Incident Report for InfluxDB Cloud

Postmortem

RCA

Query Degradation in eu-central-1 on Jan 9, 2024

Background

Data stored in InfluxDB Cloud is distributed across 64 partitions. Distribution is performed using a persistent hash of the series key to ensure even write and query load distribution.

When users write data into InfluxDB Cloud, their writes first enter a durable queue. Storage pods consume ingest data from the queue, allowing writes to be accepted even during storage issues.

Time To Become Readable (TTBR) measures the time between a write being accepted and its data becoming available for queries.

Summary

On January 9, 2024, a single partition experienced significant increases in TTBR, causing delays in data availability for queries. CPU usage on the pods responsible for this partition rose to high levels.

An investigation revealed a noisy neighbor issue caused by a small organization with infinite retention running resource-intensive queries.

Internal Visibility of Issue

Identifying the affected queries took longer than usual due to:

Queries timing out in the query tier but continuing to run on storage, creating a disconnect in observed logs.

The organization's small size caused it to not appear prominently in metrics.

Failing queries represent a tiny proportion of the organization's usage, making shifts in query success ratios minimal.

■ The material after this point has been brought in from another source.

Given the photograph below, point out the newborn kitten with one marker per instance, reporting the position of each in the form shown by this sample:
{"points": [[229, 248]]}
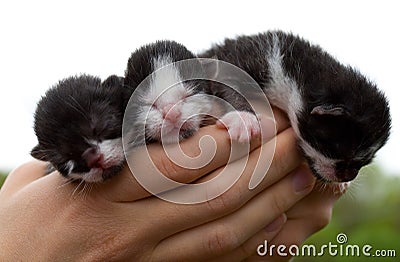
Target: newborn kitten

Metrics and logs relied on completed gRPC calls, which were not completing for the problematic queries.

Cause

The resource usage of a single user impacting other users, known as a noisy neighbor issue, was identified.

Resources were consumed by a relatively small organization attempting to run an expensive function against all data in a dense series.

Queries timing out led to continued consumption of resources, eventually leading to insufficient CPU for reliable queue consumption, thus pushing TTBR up.

Mitigation

Additional compute resources were deployed to mitigate any impact on the customers and allow for a smooth recovery without customer visible impact.

Prevention

Planned or ongoing changes include:

Improvements to profiling for reporting usage per organization.

Enhancements in visualization to facilitate easier identification of noisy neighbors.

Posted Mar 29, 2024 - 00:42 UTC

Resolved

This incident has been resolved.

Posted Jan 09, 2024 - 22:20 UTC

Monitoring

A fix has been implemented and we are monitoring the results.

Posted Jan 09, 2024 - 19:49 UTC

Investigating

We are aware of query degradation in eu-central-1, the team are currently investigating

Posted Jan 09, 2024 - 18:25 UTC

This incident affected: Cloud Serverless: AWS, EU-Central (API Queries, Tasks).